UCLA researchers, in collaboration with the University of Iowa, discovered the contribution of a specific gene in the proper development of blood cells that give rise to hematopoietic stem cells. The scientists also found that disruption of this gene resulted in various blood cancers and anemia in animal models. The findings identify a potential target for the development of treatments for some types of leukemia, anemia and other blood disorders.
BACKGROUND
Many of the gene mutations associated with hematologic malignancies (cancers that affect the blood and lymph system) are known to scientists. Frequently, the normal version of these genes are essential for making blood cells grow and mature, but researchers still lack a complete picture of disease-causing mutations. The study team used a genetic approach to investigate the earliest possible steps that occur in blood cells as they first bud from specific sites in the embryo called hemogenic endothelium.
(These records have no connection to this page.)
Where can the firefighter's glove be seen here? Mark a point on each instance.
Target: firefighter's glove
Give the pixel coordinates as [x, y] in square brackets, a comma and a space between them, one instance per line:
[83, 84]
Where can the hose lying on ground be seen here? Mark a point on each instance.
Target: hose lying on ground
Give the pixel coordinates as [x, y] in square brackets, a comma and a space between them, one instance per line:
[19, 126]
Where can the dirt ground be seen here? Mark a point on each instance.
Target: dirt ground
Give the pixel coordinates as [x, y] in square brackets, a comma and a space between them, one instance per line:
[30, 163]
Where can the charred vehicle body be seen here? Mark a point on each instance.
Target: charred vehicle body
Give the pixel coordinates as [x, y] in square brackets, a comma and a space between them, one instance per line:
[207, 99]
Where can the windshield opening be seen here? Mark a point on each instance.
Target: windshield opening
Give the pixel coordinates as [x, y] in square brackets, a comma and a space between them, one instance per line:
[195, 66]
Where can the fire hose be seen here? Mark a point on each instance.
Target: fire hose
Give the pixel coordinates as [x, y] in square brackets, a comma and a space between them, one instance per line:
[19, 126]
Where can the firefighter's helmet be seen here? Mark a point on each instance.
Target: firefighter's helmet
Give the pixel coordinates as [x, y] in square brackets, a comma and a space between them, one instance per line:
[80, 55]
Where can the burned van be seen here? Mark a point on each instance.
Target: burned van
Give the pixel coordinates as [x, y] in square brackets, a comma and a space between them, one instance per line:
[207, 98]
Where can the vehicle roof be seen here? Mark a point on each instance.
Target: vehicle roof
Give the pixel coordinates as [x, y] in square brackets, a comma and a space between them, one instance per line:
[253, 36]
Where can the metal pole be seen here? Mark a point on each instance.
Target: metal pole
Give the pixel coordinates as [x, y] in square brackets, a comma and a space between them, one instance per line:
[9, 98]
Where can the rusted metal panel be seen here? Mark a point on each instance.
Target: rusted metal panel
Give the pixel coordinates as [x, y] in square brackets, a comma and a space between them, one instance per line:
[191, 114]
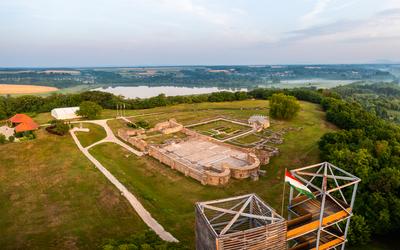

The scientists sought to identify key regulatory genes in blood development that if mutated could result in hematologic anomalies.
METHOD
Using a genetic approach, the investigators traced back the mutations and found them in many of the previously known disease-causing genes, and also identified novel ones, like Pi4Ka, that resulted in disease. Working with several animal models and cell cultures, they learned that Pi4ka was associated with correct hematopoietic development. The gene was important for the maturation of certain blood cell types and when mutated, cells stopped maturing and further expanded leading to anemia and other blood anomalies.
IMPACT
The research demonstrated the contribution of Pi4Ka in normal hematopoiesis, particularly during the differentiation of red blood cells. It also showed that mutations in this gene at a hemogenic stage could result in erythroid and/or myeloid malignancies. The scientists further linked specific mutations of the Pi4ka gene in the emergence of cancer. The study identifies a new potential target for cancer and anemia therapies.
AUTHORS
The lead author is Luisa Iruela-Arispe, a member of the UCLA Jonsson Comprehensive Cancer Center, the UCLA Molecular Biology Institute and Eli & Edythe Broad Center of Regenerative Medicine & Stem Cell Research. The first author is Dr. Safiyyah Ziyad at the David Geffen School of Medicine. Other authors are Dr. Jesse Riordan at the University of Iowa, and Drs. Ann Cavanaugh, Trent Su, Gloria Hernandez, Georg Hilfenhaus, Marco Morselli, Kristine Huynh, Kevin Wang, Jau-Nian Chen and Adam Dupuy at UCLA.
JOURNAL
The research is published online in Cell Reports.
FUNDING
The research was supported by the National Institutes of Health and the UNCF/Merck Graduate Science Research Dissertation Fellowship.